In my last company we need to disable the disk write cache during each reboot, and we also heard a lot industry stories related to underneath firmware implementation from oxide computer podcasts [1]. Yes, to provide truly reliable service, we need to evaluate underneath hardware settings case-by-case.
That's a lot of valuable information and thanks for the input. Yes the original blog post is mainly focusing on reducing the metadata overhead due to fsync(), and I got a lot of good feedback from here and a lot of discussion is beyond our original scenario settings. We would like to incorporate all these enhancement suggestions without re-introducing fsync(), and make it work for more general environments.
Thanks for the encouragement! Another author here. Yes, if you are interested you can check our another blog [1] for the internal storage engine. Yes, we are limiting the delimeter to "/", to better support posix FS semantics. I have just finished the fs feature branch which has passed all posix fstests [2].
Yes, that's right. We could go even further, to use the raw devices without relying on any filesystem. We then need to allocate/format raw disk spaces and we can not just open files as simple as right now. It would take some extra effort, but we would like to explore that in the future.
It will also make the system initialization faster, since right now we need to write all zeros to make ext4/xfs to actually initialize extents as "allocated".
Yes, that has also been pointed out in other threads. Yes this could be very important settings, and even some of common Linux file systems actually don't do that every time and we need to disable the disk writecache during boot up to make sure the data truly persistent (as in my previous storage company).
So instead of saying "We removed fsync" you should say: "We redesigned the database write path to avoid paying the full fsync durability cost on every write"
Yes, as we mentioned in the post, it is targeted for the virtualized NVME disk and we don't have control for actually issing FUA command. We are also changing to open data files with O_DATA_SYNC to make them work with normal on-prem deployment environments.
Even then, I also share the confusion of the poster you're replying to.

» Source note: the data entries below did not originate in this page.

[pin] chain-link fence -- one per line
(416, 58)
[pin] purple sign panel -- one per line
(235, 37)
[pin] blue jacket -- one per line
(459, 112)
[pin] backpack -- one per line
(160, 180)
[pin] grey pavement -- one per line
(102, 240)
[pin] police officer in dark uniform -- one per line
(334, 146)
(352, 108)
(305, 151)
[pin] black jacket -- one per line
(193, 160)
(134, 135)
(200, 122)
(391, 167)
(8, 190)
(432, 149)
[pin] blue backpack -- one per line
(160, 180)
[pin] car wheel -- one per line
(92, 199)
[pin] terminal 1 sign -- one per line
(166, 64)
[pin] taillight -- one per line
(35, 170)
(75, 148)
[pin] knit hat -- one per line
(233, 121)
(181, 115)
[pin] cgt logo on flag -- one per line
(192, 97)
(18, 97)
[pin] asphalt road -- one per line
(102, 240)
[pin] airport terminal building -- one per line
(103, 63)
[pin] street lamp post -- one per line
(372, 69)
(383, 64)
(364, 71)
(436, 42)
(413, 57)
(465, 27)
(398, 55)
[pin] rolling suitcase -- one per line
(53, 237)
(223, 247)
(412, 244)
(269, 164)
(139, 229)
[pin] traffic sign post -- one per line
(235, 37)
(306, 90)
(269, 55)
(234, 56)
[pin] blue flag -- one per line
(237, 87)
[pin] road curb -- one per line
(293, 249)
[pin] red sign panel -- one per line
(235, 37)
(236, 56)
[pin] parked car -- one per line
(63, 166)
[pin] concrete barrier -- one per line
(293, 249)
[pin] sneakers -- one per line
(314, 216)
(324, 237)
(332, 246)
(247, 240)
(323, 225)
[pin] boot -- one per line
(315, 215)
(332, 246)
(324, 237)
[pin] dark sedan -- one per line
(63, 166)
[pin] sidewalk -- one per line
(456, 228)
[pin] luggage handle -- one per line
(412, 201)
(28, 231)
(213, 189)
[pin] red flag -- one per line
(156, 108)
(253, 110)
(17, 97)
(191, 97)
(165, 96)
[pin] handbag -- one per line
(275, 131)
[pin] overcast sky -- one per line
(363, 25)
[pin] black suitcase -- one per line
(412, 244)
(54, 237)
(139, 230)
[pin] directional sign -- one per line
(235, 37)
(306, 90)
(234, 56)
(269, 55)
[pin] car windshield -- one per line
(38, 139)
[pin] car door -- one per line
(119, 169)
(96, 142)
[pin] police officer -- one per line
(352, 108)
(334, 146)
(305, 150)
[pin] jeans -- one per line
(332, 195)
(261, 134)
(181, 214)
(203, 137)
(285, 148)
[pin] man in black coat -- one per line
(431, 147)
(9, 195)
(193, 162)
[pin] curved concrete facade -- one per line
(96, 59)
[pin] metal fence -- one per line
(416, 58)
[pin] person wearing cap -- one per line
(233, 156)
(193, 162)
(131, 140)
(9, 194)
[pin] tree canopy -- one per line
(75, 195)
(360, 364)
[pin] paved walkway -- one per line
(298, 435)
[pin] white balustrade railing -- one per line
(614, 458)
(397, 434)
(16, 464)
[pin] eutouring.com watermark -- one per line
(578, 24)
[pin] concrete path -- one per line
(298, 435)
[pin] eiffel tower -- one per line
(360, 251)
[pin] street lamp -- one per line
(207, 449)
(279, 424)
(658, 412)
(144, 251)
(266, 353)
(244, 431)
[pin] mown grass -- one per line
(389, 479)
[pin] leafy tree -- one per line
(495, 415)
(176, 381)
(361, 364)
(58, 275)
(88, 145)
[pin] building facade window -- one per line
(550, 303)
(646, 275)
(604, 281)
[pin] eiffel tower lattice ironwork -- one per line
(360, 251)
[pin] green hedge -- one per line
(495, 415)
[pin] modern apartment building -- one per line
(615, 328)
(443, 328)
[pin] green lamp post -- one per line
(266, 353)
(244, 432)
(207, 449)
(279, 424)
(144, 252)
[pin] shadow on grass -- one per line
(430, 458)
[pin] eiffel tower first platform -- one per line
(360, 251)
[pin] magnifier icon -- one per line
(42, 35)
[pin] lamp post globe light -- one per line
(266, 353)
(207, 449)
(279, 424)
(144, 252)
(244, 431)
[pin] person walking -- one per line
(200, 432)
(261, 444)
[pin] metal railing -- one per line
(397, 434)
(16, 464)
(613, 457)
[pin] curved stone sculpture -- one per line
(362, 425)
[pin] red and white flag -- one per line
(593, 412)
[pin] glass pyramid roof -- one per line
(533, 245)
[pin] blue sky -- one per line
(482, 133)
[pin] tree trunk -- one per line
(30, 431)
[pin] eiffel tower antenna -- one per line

I don't see how a virtualised NVMe disk is different from a physical one.
Especially if you don't have control over the underlying hardware (so you don't know if it has power-loss-protection PLP SSDs), you should send the FUA.
> O_DATA_SYNC
You mean `O_DSYNC`?
Why would you need `O_DSYNC` on-premise, but not on cloud VMs? (Or are you saying you'd include it everywhere?) Similar to my above point, surely it is the task of the VM to pass through any FUA commands the VM guest issues to the actual storage?
Further: Is `O_DSYNC` actually substantially different from writing and then `fdatasync()`ing yourself?
My understand is that no, it's the same. In particular, the same amount of data gets written. So if you believe that to avoid the "can trigger an order of magnitude more I/O" by avoiding `fdatasync()`, you would re-introduce it with `O_DSYNC`.
However, I suspect that that whole consideration is pointless:
The only thing that makes your O_DIRECT+preallocated-only-overwrites writes safe are enterprise SSDs with Power Loss Protection (PLP), usually capacitors.
On those SSDs, NVMe Flush/FUA are no-ops [1]. So you might as well `fdatasync()`/`O_DSYNC`, always. This is simpler, and also better because you do not need to assume/hope that your underlying SSDs have PLP: Doing the safe thing is fast on PLP [2], and safe on non-PLP.
So the only remaining benefit of `O_DSYNC` over `fdatasync()` is that you save a syscall. That's an OK optimisation given they are equivalent, but it would surprise me if it had any noticeable impact at the latencies you are reporting ("413 us"), because [2] reports the difference beting 6 us.
Let me know if I got anything wrong.
The only remaining question is: Why do you then see any difference in your benchmark?
Thanks for the feedback, since I have relied in other thread related to O_DSYNC which a lot of folks have already suggested, and I will not repeat it here.
For the benchmark results, and they were mainly due to metadata management. We have implemented our own KV store, see internal here [1], which is more efficient than ext4 namespace management, even after doing very aggressive fs tuning for that [2] (plus 65536 sharding for each leveled dir).
Fsync on PLP drives isn't strictly a NOP - you still take a latency hit from the round trip of the command to the NVMe device, where it is implemented as a NOP.
Thanks for pointing it out the mistakes. We should make it clearer, when fsync an opened file descriptor, it would only sync its own metadata. To make it truly persistent, we need to issue another fsync for the directory fd, which would make it more expensive.
Congrats to the TigerBeetle team's new feature! and it looks like TB has already moved from shared nothing to partially shared disk (object storage) architecture. We are always a big fan of the tigerbeetle engineering and is actually using TB's excellent io_uring runtime [1] to build a new object storage, and this connection feels amazing to me.